At first, these last two picture may look identical but for the color change. But notice the reversal of the outcome arrow. As explained in Message Passing, the lightning bolt is the stack-frame in Alice in which she emitted a message to Bob. On the left, the arrow goes from the continuation part of the message to the stack-frame, implying that the stack-frame waits for a response to be sent to it along this arrow.

On the right, nothing points at the sending stack-frame, so it continues after emitting the message. Moreover, this stack-frame continues holding a promise for the outcome of the message -- the tail of the arrow -- even though the outcome itself hasn't been determined yet.
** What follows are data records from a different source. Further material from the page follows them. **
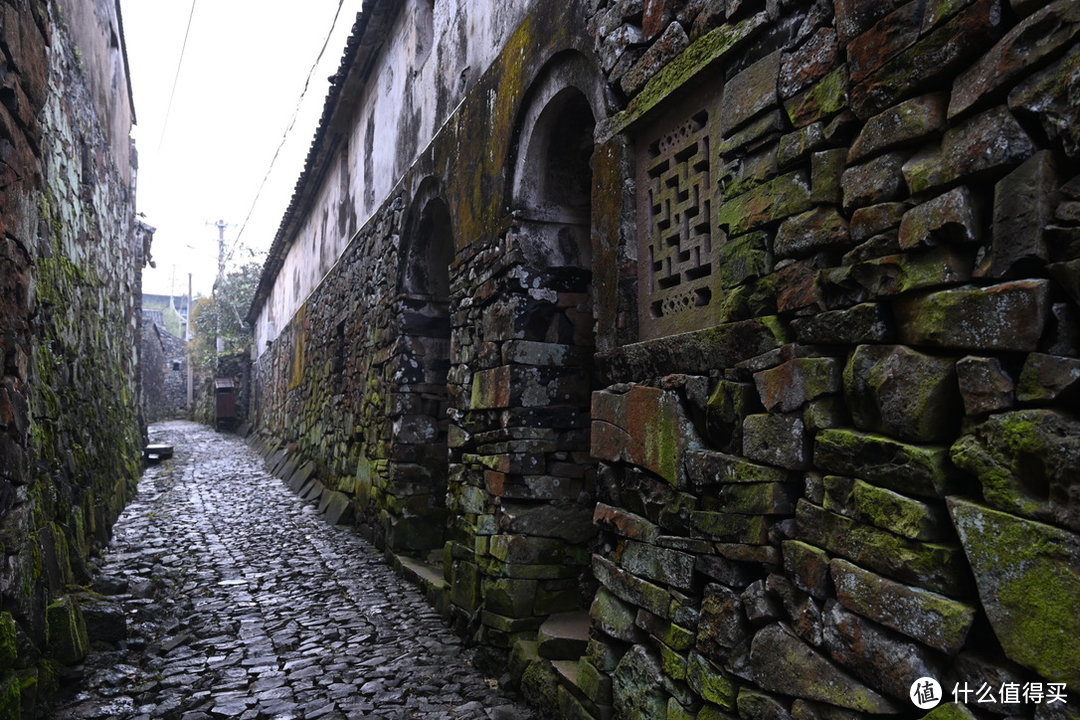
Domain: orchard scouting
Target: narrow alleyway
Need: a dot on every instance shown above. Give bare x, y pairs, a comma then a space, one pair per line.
241, 602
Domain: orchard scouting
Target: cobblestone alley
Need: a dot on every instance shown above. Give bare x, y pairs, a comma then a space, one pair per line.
241, 602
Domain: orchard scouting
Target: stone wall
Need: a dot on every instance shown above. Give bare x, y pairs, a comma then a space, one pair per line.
71, 258
804, 282
164, 372
859, 467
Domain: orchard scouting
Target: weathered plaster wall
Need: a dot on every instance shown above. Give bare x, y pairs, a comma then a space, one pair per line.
69, 404
431, 54
815, 323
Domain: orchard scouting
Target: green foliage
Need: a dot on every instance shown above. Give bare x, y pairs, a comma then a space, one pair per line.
220, 316
223, 315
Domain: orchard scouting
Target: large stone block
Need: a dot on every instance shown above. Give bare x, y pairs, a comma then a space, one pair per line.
783, 663
1048, 378
885, 661
822, 100
929, 617
637, 687
563, 520
709, 467
1048, 96
660, 53
900, 392
625, 524
659, 565
988, 143
819, 229
874, 181
779, 198
863, 323
744, 258
630, 588
1003, 316
985, 385
936, 567
907, 469
810, 63
1028, 580
909, 121
750, 92
953, 217
645, 426
777, 439
66, 634
891, 273
711, 683
1023, 207
885, 508
1036, 38
1026, 462
788, 386
935, 54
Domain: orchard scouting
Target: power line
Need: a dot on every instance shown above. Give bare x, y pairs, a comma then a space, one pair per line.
292, 122
176, 77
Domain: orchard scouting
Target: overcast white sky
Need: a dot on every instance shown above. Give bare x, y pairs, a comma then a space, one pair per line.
242, 75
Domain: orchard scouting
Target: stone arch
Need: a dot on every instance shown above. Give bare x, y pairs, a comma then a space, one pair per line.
419, 365
530, 404
551, 174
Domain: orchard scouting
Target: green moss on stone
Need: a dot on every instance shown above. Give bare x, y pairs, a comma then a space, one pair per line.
700, 55
1028, 578
710, 682
66, 630
9, 637
11, 698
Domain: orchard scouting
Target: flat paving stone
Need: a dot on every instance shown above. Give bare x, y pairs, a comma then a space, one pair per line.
242, 602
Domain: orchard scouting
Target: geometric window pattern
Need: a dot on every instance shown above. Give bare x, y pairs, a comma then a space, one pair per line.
676, 247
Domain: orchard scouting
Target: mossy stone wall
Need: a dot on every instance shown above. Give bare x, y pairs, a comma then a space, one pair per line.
70, 439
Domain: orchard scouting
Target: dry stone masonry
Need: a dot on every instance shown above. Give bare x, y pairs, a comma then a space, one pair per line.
705, 358
70, 261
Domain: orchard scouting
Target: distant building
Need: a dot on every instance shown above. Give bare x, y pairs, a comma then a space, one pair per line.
164, 370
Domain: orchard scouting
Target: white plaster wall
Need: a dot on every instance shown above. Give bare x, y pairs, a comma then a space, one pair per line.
395, 118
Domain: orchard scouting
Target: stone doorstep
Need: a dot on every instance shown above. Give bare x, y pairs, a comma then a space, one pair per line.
567, 671
429, 578
564, 636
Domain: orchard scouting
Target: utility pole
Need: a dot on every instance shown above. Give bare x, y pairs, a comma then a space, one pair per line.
187, 337
220, 225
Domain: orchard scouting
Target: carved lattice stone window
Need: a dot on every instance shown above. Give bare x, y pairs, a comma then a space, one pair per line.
677, 170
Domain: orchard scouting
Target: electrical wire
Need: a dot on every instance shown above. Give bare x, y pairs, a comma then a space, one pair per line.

The arrowhead with the gray halo is the ability to determine the resolution of the promise. It serves in the continuation-role of the message delivered to Bob. Messages sent on the arrowtail of a reference always move towards the arrowhead, even while the arrowhead is en-route. This is the basis for E's Promise Pipelining.

When Bob finishes reacting to a message, he reports an outcome to the message's continuation. On the left, Alice's stack-frame resumes by reacting to Bob's report. On the right, Bob's report resolves the promise that Alice holds -- the outcome of processing the message beomes the object designated by the reference.